In Fools, Frauds and Firebrands, Roger Scruton first surveys and then deconstructs the golden idols of left wing thought from the 1960s to the present day. He dissects the hollow works of Hobsbawm and E. P. Thompson, Galbraith and Dworkin, Sartre and Foucault and exposes the lack of coherence in the works of Althusser, Lacan, Deleuze, Badiou and Žižek.

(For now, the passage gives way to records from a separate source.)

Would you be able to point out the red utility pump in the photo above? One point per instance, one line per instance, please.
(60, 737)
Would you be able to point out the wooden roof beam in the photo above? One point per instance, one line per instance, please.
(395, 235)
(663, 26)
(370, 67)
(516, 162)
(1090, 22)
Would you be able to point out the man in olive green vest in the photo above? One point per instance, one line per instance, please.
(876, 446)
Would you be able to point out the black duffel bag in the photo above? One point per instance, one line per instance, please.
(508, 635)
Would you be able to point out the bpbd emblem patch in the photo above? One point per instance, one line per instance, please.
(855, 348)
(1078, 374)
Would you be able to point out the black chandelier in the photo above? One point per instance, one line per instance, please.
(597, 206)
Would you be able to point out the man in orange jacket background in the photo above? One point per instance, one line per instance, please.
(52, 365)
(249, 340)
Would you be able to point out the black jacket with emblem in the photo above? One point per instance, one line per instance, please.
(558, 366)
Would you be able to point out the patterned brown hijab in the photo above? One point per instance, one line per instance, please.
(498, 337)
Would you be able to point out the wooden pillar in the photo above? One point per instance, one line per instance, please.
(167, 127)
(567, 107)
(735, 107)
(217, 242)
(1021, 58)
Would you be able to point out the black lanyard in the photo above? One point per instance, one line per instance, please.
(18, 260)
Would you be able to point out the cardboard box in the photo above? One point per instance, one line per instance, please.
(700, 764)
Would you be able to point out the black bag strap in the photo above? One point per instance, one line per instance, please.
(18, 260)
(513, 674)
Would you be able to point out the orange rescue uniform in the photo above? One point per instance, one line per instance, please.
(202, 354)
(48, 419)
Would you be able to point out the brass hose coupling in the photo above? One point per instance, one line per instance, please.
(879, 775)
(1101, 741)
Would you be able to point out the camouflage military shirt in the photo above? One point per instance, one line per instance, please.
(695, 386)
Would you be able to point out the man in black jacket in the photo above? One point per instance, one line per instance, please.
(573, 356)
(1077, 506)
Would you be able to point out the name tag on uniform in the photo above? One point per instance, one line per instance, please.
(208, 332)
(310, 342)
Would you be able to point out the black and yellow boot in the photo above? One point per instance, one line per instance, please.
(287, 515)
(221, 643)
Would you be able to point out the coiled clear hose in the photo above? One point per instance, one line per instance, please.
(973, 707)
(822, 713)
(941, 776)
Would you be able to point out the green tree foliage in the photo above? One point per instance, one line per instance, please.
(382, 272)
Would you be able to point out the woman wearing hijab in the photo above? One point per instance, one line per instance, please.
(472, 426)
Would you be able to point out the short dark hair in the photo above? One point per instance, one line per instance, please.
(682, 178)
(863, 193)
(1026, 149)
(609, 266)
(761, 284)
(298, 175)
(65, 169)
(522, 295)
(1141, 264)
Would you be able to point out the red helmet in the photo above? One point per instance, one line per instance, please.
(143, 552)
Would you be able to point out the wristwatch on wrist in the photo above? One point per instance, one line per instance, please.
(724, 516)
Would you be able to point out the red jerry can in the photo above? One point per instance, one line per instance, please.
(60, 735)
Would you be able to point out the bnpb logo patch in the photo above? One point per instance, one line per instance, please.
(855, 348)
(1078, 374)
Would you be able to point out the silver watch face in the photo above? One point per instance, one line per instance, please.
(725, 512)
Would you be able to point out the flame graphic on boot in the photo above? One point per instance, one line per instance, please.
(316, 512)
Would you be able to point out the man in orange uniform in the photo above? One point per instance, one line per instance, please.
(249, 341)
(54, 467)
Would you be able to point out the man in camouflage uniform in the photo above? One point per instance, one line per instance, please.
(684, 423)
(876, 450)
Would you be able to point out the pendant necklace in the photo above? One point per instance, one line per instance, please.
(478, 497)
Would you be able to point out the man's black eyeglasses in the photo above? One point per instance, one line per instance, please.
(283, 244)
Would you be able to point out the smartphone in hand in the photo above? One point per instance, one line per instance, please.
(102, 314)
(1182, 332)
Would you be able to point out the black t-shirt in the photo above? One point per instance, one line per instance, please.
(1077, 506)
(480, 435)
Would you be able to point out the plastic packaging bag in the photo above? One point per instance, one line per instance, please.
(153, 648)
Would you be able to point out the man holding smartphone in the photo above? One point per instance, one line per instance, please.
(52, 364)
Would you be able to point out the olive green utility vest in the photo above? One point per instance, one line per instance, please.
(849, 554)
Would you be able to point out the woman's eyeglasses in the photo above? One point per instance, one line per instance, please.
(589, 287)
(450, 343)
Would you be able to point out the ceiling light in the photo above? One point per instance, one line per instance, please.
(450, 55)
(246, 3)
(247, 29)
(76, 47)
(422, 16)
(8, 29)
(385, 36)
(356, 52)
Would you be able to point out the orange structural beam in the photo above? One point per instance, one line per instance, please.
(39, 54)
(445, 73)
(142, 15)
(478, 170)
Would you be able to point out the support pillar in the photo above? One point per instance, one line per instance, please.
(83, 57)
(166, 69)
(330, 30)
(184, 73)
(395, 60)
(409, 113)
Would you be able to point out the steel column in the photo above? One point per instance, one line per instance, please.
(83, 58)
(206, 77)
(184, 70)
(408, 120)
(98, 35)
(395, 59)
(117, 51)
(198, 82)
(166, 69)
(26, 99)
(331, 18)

Scruton ponders why the humanities have become so unambiguously aligned to the left, and reveals how fully such thinking has seized the academy in its grasp. In this provocative, compelling and highly entertaining book he explains why empty rhetoric abounds over careful analysis and blatant nonsense over respectable logic, in a shattering demolition of some of today's most fashionable philosophers.
PUBLISHERS WEEKLY
Eminent British philosopher and polymath Scruton gives a sharp-edged, provocative critique of leading leftist thinkers since the mid-20th century. In this revision of his earlier polemic Thinkers of the New Left (1985), he examines John Kenneth Galbraith on consumerism, Richard Rorty on pragmatism, Antonio Gramsci on hegemony, Edward Said on colonialism, and Slavoj i ek on the Other. He also looks at influential French intellectuals such as Jean-Paul Sartre, Michel Foucault, and Jacques Lacan. For the left, according to Scruton, the source of injustice lies not in human nature but in established power and dominant classes. He notes that leftists exalt principles of equality, emancipation, and social justice but claims that they rarely describe actual or corrective models of social order. Through a "relentless campaign of intimidation," he writes, the left tries to make the right unacceptable, yet gives no coherent definition of what constitutes it. If any critics deviate from its premises, "you are not an opponent to be argued with, but a disease to be shunned." Scruton finds relief from contemporary anomie in the rule of law and promotion of liberty. This complex and erudite study is neither an easy read nor a reactionary screed. The overly zippy, alliterative new title does not indicate the depth or seriousness of the analysis.